The Madras Army’s casualties in the battle were estimated to be nearly 200. The Poligar losses were of course much more. But the rebellion did not die off still. Oomadurai and his brother survived, and withdrawing into the nearby jungles with many of the rebels, carried on with the struggle. It took a fair bit of intense fighting for the British to quell the rebellion ultimately by October that year, when Oomadurai and his brother, captured at Sivaganga, were brought to Panjalamkurichi and hanged. The fort was once again razed to the ground; and the site ploughed over and sown with castor seeds.

The operations to put down the Poligar Rebellion cost the Madras Army nearly a 1000 men killed and wounded, including 40 or so officers. In the pages of history, this rebellion often finds itself relegated to the status of a localized conflict born of frustration among the traditionally recalcitrant Poligars, whose power and influence the East India Company tried to curtail. Nevertheless, it stands out unique in that it was the first popular insurrection of the kind in the South, in which the participation of the people, and not the diktats of any sovereign that became instrumental. The immense mass following enjoyed by Kattabomman and his brothers was definitely indicative of the overwhelming popular resentment to the crude imposition of British authority at that time.

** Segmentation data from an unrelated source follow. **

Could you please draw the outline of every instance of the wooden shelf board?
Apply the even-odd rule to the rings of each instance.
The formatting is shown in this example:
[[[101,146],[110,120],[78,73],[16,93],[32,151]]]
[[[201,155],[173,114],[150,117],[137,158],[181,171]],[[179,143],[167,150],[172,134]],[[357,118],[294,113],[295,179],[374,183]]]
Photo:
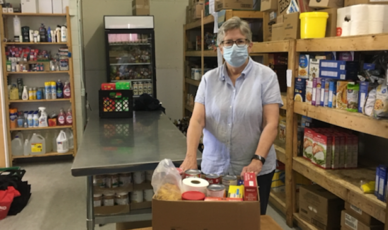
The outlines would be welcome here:
[[[299,215],[299,213],[294,213],[293,215],[294,219],[296,222],[296,224],[302,230],[320,230],[308,222],[303,219]]]
[[[251,50],[253,53],[268,53],[288,52],[290,42],[289,41],[275,41],[274,42],[254,42]]]
[[[383,223],[385,222],[386,204],[374,194],[365,194],[360,182],[374,181],[375,167],[354,169],[324,169],[302,157],[294,157],[292,169],[329,192],[356,205]]]
[[[191,107],[190,106],[189,106],[188,105],[185,105],[185,108],[186,110],[189,110],[191,112],[193,112],[193,110],[194,109],[194,108]]]
[[[33,72],[7,72],[7,75],[12,74],[68,74],[69,71],[33,71]]]
[[[64,156],[66,155],[73,155],[73,152],[70,151],[67,153],[48,153],[46,154],[42,154],[40,155],[29,155],[28,156],[12,156],[12,159],[21,159],[21,158],[31,158],[33,157],[44,157],[45,156]]]
[[[201,82],[201,81],[197,81],[196,80],[194,80],[194,79],[189,78],[188,77],[185,77],[185,82],[187,84],[192,85],[199,86],[199,83]]]
[[[294,112],[361,133],[388,138],[388,120],[377,120],[362,113],[294,102]]]
[[[42,99],[42,100],[10,100],[8,102],[10,103],[31,103],[31,102],[57,102],[57,101],[71,101],[71,98],[60,98],[56,99]]]
[[[42,129],[66,129],[72,128],[72,125],[64,125],[64,126],[48,126],[48,127],[36,127],[33,128],[15,128],[14,129],[11,129],[10,131],[27,131],[27,130],[40,130]]]
[[[3,15],[6,16],[32,16],[35,17],[65,17],[66,14],[35,14],[32,13],[3,13]]]
[[[360,51],[388,49],[388,33],[330,37],[296,41],[296,52]]]
[[[269,201],[283,214],[286,214],[286,193],[271,190]]]

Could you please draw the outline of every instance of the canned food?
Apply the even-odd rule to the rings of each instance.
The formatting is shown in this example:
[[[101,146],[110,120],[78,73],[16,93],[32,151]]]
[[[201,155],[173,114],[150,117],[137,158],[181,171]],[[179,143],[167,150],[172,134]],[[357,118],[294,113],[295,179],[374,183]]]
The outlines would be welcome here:
[[[104,206],[113,206],[114,205],[114,193],[104,194],[102,200]]]
[[[143,191],[143,198],[145,201],[152,201],[153,196],[154,190],[153,189],[146,189]]]
[[[131,203],[141,203],[143,201],[143,191],[133,191],[130,193]]]
[[[210,184],[220,184],[220,176],[216,174],[208,174],[205,176],[205,179]]]
[[[129,198],[128,193],[122,192],[116,194],[116,203],[117,205],[125,205],[129,203]]]
[[[142,184],[146,180],[146,172],[135,172],[133,173],[133,182],[136,184]]]
[[[190,177],[201,178],[201,170],[198,169],[189,169],[185,171],[185,178]]]
[[[226,187],[224,184],[210,184],[206,189],[206,194],[210,197],[226,197]]]
[[[122,187],[129,184],[132,182],[132,175],[131,173],[121,173],[118,174],[119,186]]]

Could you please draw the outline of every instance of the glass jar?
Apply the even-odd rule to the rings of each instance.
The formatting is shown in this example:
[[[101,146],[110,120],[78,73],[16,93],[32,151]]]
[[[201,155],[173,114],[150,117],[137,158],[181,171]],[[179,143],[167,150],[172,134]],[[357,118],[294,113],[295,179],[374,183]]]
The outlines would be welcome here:
[[[93,194],[93,205],[94,207],[102,205],[102,194]]]
[[[116,194],[116,203],[117,205],[125,205],[129,203],[129,198],[128,193],[122,192]]]
[[[113,206],[114,205],[114,193],[104,194],[102,200],[104,206]]]

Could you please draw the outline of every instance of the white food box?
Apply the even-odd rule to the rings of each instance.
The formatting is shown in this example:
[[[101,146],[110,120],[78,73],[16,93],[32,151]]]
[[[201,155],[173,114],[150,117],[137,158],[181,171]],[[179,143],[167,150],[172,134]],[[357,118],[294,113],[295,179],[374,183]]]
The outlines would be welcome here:
[[[39,0],[40,14],[52,14],[51,0]]]
[[[38,0],[21,0],[21,13],[39,13]]]
[[[62,0],[52,0],[52,13],[53,14],[63,14],[66,12],[63,12],[62,9]]]

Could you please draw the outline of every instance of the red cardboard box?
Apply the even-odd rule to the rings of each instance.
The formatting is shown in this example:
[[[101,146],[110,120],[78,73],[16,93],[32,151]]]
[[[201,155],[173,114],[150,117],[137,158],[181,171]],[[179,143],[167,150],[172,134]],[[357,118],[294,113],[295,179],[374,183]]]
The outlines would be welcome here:
[[[244,200],[258,200],[258,184],[256,175],[253,172],[244,173]]]

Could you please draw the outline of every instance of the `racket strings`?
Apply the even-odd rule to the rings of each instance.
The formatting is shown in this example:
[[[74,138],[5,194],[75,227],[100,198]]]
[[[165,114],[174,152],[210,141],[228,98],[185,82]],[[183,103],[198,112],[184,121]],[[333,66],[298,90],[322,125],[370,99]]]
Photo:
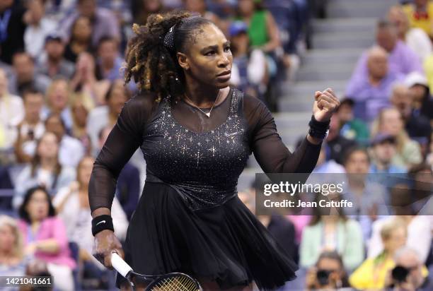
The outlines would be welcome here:
[[[151,291],[197,291],[195,282],[184,276],[169,277],[162,279]]]

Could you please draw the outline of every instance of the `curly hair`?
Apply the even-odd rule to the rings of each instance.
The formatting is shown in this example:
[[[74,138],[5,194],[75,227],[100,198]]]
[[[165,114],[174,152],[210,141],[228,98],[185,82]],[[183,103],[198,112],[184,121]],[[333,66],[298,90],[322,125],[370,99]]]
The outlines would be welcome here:
[[[185,75],[176,53],[185,52],[187,44],[195,42],[198,30],[207,24],[213,23],[183,11],[151,14],[146,25],[134,24],[136,35],[127,49],[125,83],[133,79],[140,90],[156,93],[156,102],[165,96],[181,96],[185,92]],[[172,27],[173,49],[164,45],[166,34]]]

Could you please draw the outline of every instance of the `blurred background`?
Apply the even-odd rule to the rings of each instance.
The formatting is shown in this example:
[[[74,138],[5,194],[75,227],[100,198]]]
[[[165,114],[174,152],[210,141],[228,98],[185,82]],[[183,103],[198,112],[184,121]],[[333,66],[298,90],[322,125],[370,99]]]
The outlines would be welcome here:
[[[132,25],[177,8],[231,40],[232,85],[274,112],[291,150],[306,134],[314,92],[332,88],[341,100],[314,172],[360,174],[345,194],[362,203],[332,216],[258,216],[299,264],[281,290],[433,290],[428,0],[0,0],[0,275],[51,275],[59,290],[115,288],[114,273],[91,256],[88,180],[137,92],[121,69]],[[252,211],[261,172],[251,156],[238,182]],[[390,188],[368,173],[412,183]],[[112,209],[120,239],[145,178],[137,151]],[[379,215],[402,191],[409,201]]]

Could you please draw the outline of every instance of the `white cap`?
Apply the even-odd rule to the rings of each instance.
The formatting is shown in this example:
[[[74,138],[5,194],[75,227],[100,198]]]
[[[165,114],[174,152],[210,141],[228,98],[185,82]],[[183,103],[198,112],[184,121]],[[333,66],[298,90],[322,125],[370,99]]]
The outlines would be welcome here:
[[[426,87],[429,87],[425,76],[419,72],[412,72],[406,76],[405,79],[405,85],[408,88],[415,86],[415,85],[422,85]]]

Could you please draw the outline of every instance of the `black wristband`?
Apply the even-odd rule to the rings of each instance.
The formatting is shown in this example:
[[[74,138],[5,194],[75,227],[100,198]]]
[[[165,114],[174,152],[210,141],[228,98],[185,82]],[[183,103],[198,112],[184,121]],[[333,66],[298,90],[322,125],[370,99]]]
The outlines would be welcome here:
[[[99,215],[92,220],[92,234],[93,234],[93,237],[98,232],[105,230],[110,230],[114,232],[112,218],[110,215]]]
[[[311,115],[311,120],[308,123],[310,126],[308,134],[313,138],[324,139],[328,136],[330,124],[330,120],[328,121],[318,121],[314,118],[314,115]]]

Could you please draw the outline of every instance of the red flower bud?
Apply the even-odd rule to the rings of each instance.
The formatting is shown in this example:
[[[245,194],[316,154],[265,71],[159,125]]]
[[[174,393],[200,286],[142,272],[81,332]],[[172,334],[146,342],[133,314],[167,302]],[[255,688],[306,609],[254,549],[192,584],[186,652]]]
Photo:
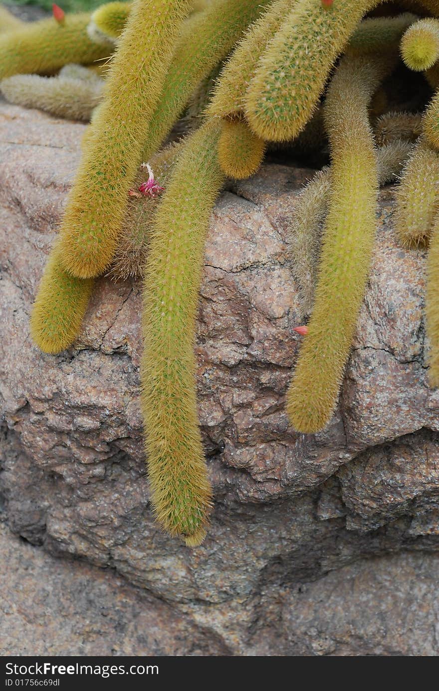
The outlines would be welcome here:
[[[55,21],[57,21],[59,24],[64,24],[64,19],[66,19],[66,13],[64,10],[62,10],[60,7],[58,7],[54,3],[52,6],[52,12]]]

The British themselves admired the dogged courage of the Maravas who, poorly armed, with no formal training and with no artillery worth the name, held out against the might of the Madras Army for more than a year. No wonder in later years, heartily encouraged by the British, many of these brave fighters and their descendants found themselves in the ranks of the Madras Regiment and the Madras Sappers & Miners.

The Poligar Rebellion was also unique for being the first insurrection in the country to have displayed a degree of trans-national ethos. Marudu Pandyan, the chief exponent of the rebellion in Sivaganga, had tried to expand its scope by forging a grand alliance of the disaffected groups all across the peninsula. Besides all the Southern Poligars, the alliance generally included the Poligars of Dindigul, the Kurichias of Malabar, Dhoondiah Wagh of Bidnur, some Sardars of the Nizam of Hyderabad and even some of the Maratha chiefs including Daulat Rao Scindia. Unfortunately this popular initiative that came to be often referred to as the South Indian Rebellion, could only bring about widespread but isolated peasant uprisings lacking cohesiveness, all of which collapsed within a year in the face of the sustained military onslaught by the British. But the resentment to alien rule continued to prevail with sporadic disturbances like the Chittoor Poligar Revolt of 1804, and major insurgencies like the Pazhassi revolt of Malabar. The Poligar Rebellion found its echo one last time, when the sentiments it evoked proved partially instrumental in inciting the sepoys to mutiny at Vellore in 1806. Sometime later, the East India Company is believed to have assembled some 23 surviving Poligars on the pretext of peace talks and, deceptively making prisoners of them en masse, deported all of them to Andamans. Not one of them ever returned to their homeland. Thus, in one stroke, the British had put paid to the one rebellious movement in the South that had the potential to destabilize them.

The Poligar Rebellion was the last flicker of defiance by the people of the Tamil homeland against the inexorable slide of the region into the ignominy of colonialism. A memorial hall for Kattabomman adorns the hamlet of Panjalamkurichi. The Puli Tevan Palace at Tirunelveli, revered as a historic monument now, was the headquarters of the first great Poligar, Puli Tevan.